Heather Blitz rode Ripline, an 8-year-old Danish Warmblood stallion by Hotline, whom she owns with Oak Hill Ranch. Blitz was a member of the 2011 Pan American Games team, earning team gold and individual silver. She was the reserve rider for 2012 Olympic Games with Paragon. In 2014 she rode Ripline to a Third Level Championship at the U.S. Dressage Finals presented by Adequan and the Markel/USEF Young and Developing Horse National 6-year-old Championships. In 2015, the pair earned reserve champion in the Markel/USEF National Developing Prix St. Georges. Blitz is a USDF bronze, silver and gold medalist.

Ayden Uhlir rode her own Sjapoer, a 17-year-old KWPN gelding by Contango. In 2012, Uhlir was the NAJYRC Junior individual and freestyle gold medalist and was on the bronze-medal team. Later that year, she became the USEF Festival of Champions junior champion. In 2013, she moved up to Young Riders, winning the individual and freestyle gold medals and becoming the first person to win back-to-back double gold medals. In 2015, Uhlir was part of the U.S. Young Rider team that competed in Europe and attended the Future Championships, placing seventh in the freestyle. She is a USDF bronze and silver medalist.

Mica Mabragana rode Tyara, a 15-year-old KWPN mare owned by Cesar Lopardo-Grana, who rode the mare on the Argentinian team at the 2015 Pan American Games. Mabragana, also a member of the 2015 Argentinian Pan Am team, is a USDF bronze, silver and gold medalist and a USDF certified instructor through Fourth Level. She qualified for the 2014 World Equestrian Games held in France.

Auditors Q&As 

Q: You’ve asked a lot of the riders to ride with the poll up. What exactly are the aids for making the poll the highest point?

A: The more you get the hind legs active, the more self-carriage you will get. You keep the poll up by making sure the hind legs stay engaged and active. Traurig added that developing the strength for self-carriage is a process.

Q: When you ask a rider to use the whip on the shoulder, what is the effect you’re looking for?

A: I’m looking for forward desire without loss of rhythm. Often when you use the whip behind the saddle, you get a result from one hind leg, which causes a rhythm mistake.

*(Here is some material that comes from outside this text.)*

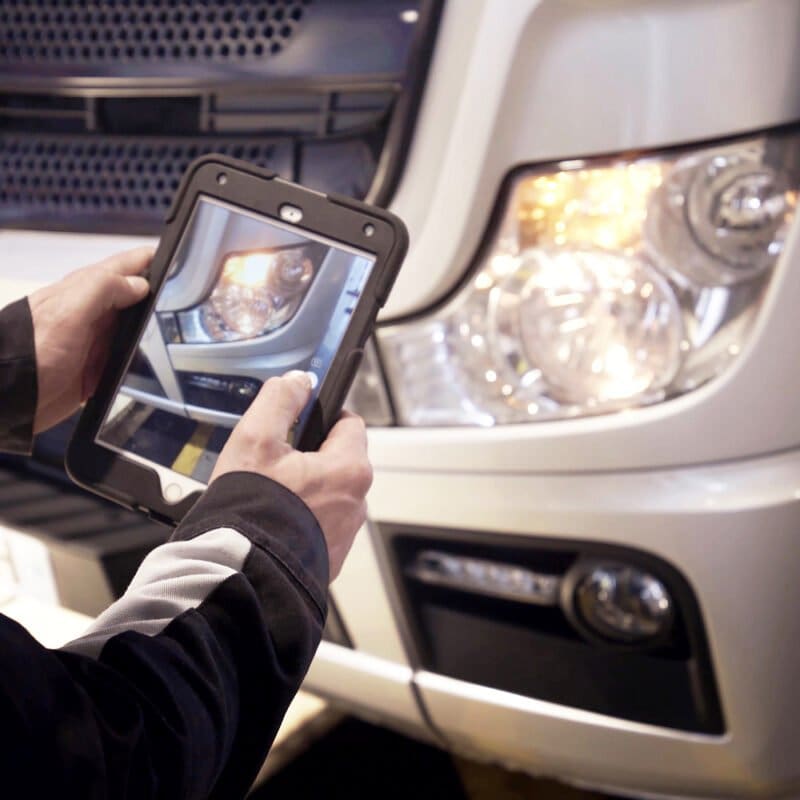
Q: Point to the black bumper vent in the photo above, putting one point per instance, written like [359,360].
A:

Q: How do you deal with horses who tilt?

A: The only way is to make the horse move straight so that he goes into both hands with the same weight and connection. Then sit correctly and rebalance. When you go into shoulder-in, for example, start with no flexion so you have an even connection with both hands. You’ll know the connection is correct when you can return to the bend and your horse doesn’t tilt.

Q: Many of the horses in this symposium are very talented. Do you work any differently with normal horses? 

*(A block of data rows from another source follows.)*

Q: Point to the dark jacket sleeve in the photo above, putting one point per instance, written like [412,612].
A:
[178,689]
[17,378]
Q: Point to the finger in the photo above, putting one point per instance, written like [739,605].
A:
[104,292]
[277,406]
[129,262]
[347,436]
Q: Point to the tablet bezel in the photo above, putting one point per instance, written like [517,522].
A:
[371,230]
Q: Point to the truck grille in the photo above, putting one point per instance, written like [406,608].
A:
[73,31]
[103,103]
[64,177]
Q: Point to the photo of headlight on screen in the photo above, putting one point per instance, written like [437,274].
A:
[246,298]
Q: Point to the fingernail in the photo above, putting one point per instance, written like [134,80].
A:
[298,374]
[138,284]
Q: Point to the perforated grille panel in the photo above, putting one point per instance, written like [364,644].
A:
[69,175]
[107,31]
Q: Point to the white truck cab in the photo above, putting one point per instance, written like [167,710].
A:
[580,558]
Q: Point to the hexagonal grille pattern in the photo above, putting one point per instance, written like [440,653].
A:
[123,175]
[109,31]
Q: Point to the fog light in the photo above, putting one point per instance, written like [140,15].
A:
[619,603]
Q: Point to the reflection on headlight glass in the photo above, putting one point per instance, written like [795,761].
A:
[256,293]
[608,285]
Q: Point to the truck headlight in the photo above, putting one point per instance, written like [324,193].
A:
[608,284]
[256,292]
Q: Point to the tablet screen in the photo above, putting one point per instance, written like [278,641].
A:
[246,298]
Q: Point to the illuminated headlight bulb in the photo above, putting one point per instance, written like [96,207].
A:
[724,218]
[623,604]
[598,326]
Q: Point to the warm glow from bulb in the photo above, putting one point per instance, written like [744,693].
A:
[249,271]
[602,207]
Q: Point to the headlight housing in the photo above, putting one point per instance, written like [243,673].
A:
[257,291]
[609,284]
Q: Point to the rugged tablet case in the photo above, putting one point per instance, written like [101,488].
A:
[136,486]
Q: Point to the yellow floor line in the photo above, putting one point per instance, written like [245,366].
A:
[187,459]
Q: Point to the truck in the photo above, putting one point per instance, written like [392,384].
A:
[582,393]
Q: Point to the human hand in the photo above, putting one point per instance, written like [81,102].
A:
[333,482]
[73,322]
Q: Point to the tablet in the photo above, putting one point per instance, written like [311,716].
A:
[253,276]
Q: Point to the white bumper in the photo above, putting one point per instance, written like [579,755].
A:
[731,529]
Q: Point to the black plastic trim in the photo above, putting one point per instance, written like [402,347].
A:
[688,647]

A: No. It all works the same. 

Q: Can you speak about the transition from Young Riders to the Under-25 Grand Prix?

A: Teaching riders this step is difficult. Juniors and Young Riders need a quiet horse that is rhythmical and cooperative. Then the step to the next level, from Prix St. Georges to Grand Prix, requires a totally different kind of horse—one with quickness and a lot of activity without the need for a whip.

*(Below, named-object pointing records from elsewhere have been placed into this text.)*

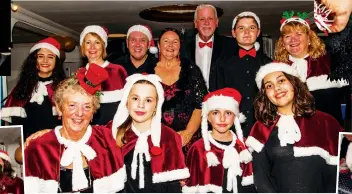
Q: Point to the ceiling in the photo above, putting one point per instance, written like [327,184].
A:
[118,16]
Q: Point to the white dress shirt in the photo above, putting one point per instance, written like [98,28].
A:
[203,58]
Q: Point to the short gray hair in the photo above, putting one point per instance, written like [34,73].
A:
[204,6]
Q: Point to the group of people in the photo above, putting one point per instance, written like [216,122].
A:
[140,124]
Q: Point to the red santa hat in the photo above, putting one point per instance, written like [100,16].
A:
[248,14]
[288,17]
[273,67]
[148,32]
[48,43]
[5,156]
[122,111]
[228,99]
[91,79]
[101,31]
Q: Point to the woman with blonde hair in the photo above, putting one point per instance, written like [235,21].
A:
[75,157]
[300,47]
[93,41]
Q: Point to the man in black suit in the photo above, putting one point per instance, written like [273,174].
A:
[207,49]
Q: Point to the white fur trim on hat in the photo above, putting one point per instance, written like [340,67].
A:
[122,111]
[273,67]
[95,29]
[243,14]
[219,102]
[51,47]
[294,19]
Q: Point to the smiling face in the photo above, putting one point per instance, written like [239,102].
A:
[46,60]
[93,47]
[221,120]
[142,102]
[206,22]
[246,32]
[77,111]
[169,45]
[138,45]
[296,40]
[279,90]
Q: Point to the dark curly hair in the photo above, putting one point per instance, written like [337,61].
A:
[28,78]
[7,169]
[303,103]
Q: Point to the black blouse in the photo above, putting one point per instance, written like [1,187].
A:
[277,170]
[182,97]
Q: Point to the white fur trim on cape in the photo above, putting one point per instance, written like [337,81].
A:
[212,160]
[111,96]
[322,82]
[243,14]
[245,156]
[202,189]
[247,180]
[5,157]
[7,112]
[51,47]
[96,29]
[294,19]
[37,185]
[111,184]
[253,144]
[172,175]
[273,67]
[311,151]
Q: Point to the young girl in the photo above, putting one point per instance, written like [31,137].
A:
[295,147]
[226,166]
[152,151]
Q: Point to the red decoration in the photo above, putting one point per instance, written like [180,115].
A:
[156,151]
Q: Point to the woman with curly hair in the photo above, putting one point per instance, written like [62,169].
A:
[30,102]
[300,47]
[9,182]
[294,146]
[93,42]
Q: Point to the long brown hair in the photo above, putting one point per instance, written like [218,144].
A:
[121,139]
[316,48]
[303,102]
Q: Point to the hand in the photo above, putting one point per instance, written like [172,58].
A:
[35,136]
[348,137]
[342,10]
[185,136]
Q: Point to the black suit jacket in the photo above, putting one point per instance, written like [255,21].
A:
[223,47]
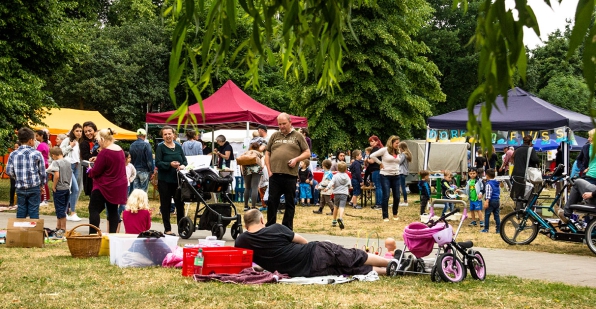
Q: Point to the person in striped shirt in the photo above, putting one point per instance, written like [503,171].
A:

Q: Could you explain how the position of the neck relates to the back— especially in relation to conformation issues?

A: When we consider the quality of the neck, we look at the part in front of the withers. The horse with a low-set neck is inclined to carry the withers down. The exercise of stretching pulls on the muscle that brings the back up. It pulls from both sides—from the hindquarters and from the neck. When the back is up, the withers come up. Then we have more freedom of the shoulder and it is easy to sit. 

Johann Hinnemann is recognized worldwide as a trainer and coach and has served as Canada’s team trainer and German national coach alongside Klaus Balkenhol. His student roster reads like a “Who’s Who” of Olympic medalists and various national champions, including Steffen Peters, Coby van Baalen, Marlies van Baalen, Ulla Salzgeber, Heiki Kemmer and Alexandra Simmons de Ridder.